Именно из этих трех слагающих и создается то, что обычно называют подходом или направлением. В этом смысле ни аналитическая философия, ни философия языка, ни логическая семантика, ни прагматический анализ, ни структурализм сами по себе не являются методологическими направлениями. Другое дело, что большинство представителей той или иной школы, того или иного модного течения в лингвистике или философии языка могут стоять на позициях какой-то одной методологии, что впоследствии становится причиной метонимического переноса этих методологических принципов на тот или иной прием (каковым является аналитический или структурный метод), а то и на целую отрасль (каковыми являются философия или прагматика языка или логическая семантика). Следует просто помнить о том, когда, где, почему и при каких условиях возникло в лингвистике то или иное новое веяние, а затем задаться вопросом, который мы считаем основным в любом научно-философском исследовании - “что это?” Ответ на него предохранит от множества ошибок. Отвечая на этот вопрос, мы обнаружим, что основная идея структурного анализа лишь поверхностно оказалась связанной с феноменологией, а идеи исследования логической семантики или прагматики языковой коммуникации лишь в силу определенных обстоятельств оказались изначально вовлечены в область рациональной методологии. История языкознания постепенно опровергает эти мифы. Так современной лингвистике известны все четыре методологически отличные ответвления структурализма - бихевиористский структурализм дескриптивистов (позитивизм), классический структурализм чистых сущностей, форм и отношений (феноменология), логически-аналитический структурализм

генеративистов (рационализм) и социально-психологический структурализм функционального толка, представленный в Пражской школе. Точно так же и с функционализмом. Иногда функционализмом называют исследования коммуникативного аспекта языковой деятельности (т.е., опять таки, один из разделов языкознания). Иногда под функционализмом понимают только методику квалификации языковых единиц через их функционирование в речи. Мы же видим в функционализме специфическую методологию, в которой весь комплекс лингвистических вопросов последовательно выводится из понятия функции. В онтологическом отношении языковая деятельность и все ее составные - язык, речь и речевая деятельность - определяются как деятельностные психо-социальные функции человеческого мозга. В гносеологическом аспекте языковая деятельность также выводится из понятия функции - как коммуникативно-семиотическая функция вербализации продуктов сознания. В методическом же отношении функционализм также сопряжен с понятием функции: единицы языковой деятельности рассматриваются в их функциональном отношении к интенциальным смыслам, речевым сигналам и друг к другу.

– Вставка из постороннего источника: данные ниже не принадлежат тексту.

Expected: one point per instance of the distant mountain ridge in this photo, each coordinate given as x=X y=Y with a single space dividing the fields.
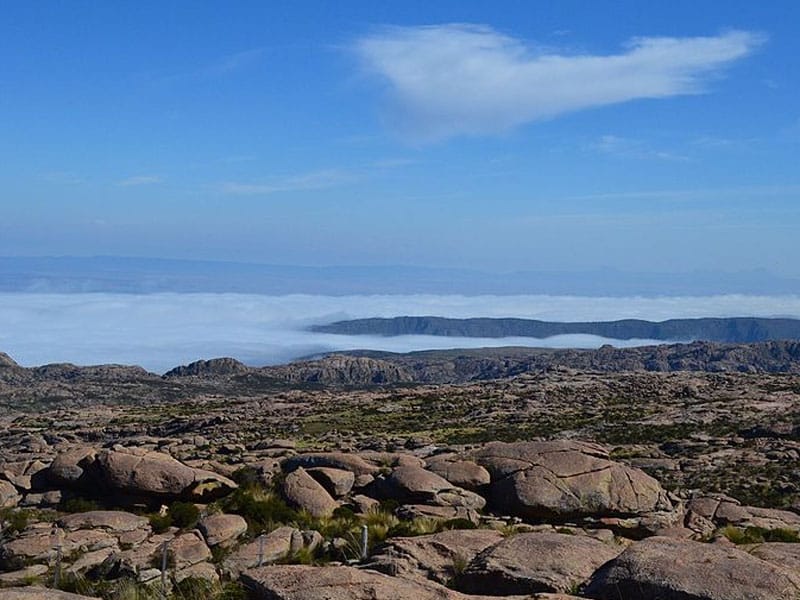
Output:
x=71 y=384
x=735 y=330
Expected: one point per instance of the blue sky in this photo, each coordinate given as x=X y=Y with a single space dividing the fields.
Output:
x=561 y=135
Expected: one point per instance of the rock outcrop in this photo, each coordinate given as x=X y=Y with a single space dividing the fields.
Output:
x=562 y=481
x=660 y=568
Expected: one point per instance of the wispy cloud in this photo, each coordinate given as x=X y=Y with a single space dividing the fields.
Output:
x=140 y=180
x=63 y=178
x=762 y=192
x=160 y=331
x=456 y=79
x=315 y=180
x=232 y=63
x=614 y=145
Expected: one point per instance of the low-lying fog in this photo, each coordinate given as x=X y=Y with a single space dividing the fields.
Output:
x=160 y=331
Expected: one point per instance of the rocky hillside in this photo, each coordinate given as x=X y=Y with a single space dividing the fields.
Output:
x=739 y=330
x=528 y=520
x=68 y=384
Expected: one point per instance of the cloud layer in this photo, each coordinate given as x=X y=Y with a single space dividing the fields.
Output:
x=160 y=331
x=468 y=79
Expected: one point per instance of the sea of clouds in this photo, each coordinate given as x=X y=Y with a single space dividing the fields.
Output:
x=160 y=331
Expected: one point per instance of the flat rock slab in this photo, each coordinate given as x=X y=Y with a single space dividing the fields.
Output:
x=415 y=485
x=37 y=593
x=304 y=492
x=300 y=582
x=112 y=520
x=336 y=460
x=528 y=563
x=222 y=529
x=461 y=473
x=661 y=568
x=9 y=497
x=338 y=482
x=159 y=475
x=268 y=548
x=437 y=557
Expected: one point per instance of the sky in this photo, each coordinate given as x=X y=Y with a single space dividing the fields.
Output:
x=564 y=135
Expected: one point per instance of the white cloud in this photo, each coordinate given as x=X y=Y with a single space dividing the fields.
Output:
x=315 y=180
x=160 y=331
x=140 y=180
x=614 y=145
x=455 y=79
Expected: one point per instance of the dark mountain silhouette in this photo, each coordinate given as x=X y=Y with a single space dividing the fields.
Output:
x=739 y=330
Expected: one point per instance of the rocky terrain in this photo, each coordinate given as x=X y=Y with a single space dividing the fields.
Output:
x=731 y=330
x=501 y=473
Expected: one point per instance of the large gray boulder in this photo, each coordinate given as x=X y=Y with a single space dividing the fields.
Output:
x=439 y=557
x=301 y=582
x=528 y=563
x=661 y=568
x=415 y=485
x=264 y=550
x=461 y=473
x=336 y=460
x=9 y=497
x=39 y=593
x=304 y=492
x=565 y=480
x=158 y=475
x=221 y=529
x=72 y=467
x=116 y=521
x=337 y=482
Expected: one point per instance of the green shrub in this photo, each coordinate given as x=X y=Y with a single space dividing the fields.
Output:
x=261 y=509
x=184 y=514
x=160 y=523
x=246 y=477
x=781 y=534
x=759 y=535
x=76 y=505
x=458 y=524
x=15 y=520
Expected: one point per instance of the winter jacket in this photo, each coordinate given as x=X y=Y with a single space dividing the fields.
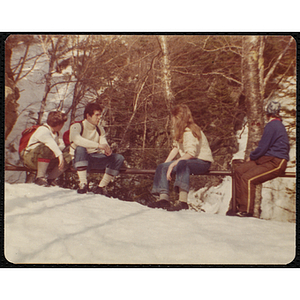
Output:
x=274 y=142
x=191 y=145
x=45 y=136
x=89 y=138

Отличительной чертой функционального понимания структурной сущности смысла как объекта исследования во всех гуманитарных дисциплинах является онтологический дуализм. Объект функциональной лингвистики в онтическом отношении двойственен: с одной стороны это инвариантный смысл в модусе покоя (языковая система), а с другой - фактуальный смысл в модусе движения (речевой континуум). Вместе с тем, смысл является также только одним из аспектов лингвистического объекта в функциональной методологии - субстанциальным его аспектом. Так, языковая система и речевой континуум объединяются по линии субстанциальности. В этом отношении язык и речь как субстанциальные сущности противостоят речевой деятельности как процессуальной сущности. Отсюда, обоснование трехчастной структуры языковой деятельности, где языковая деятельность - это язык + речевая деятельность + речь.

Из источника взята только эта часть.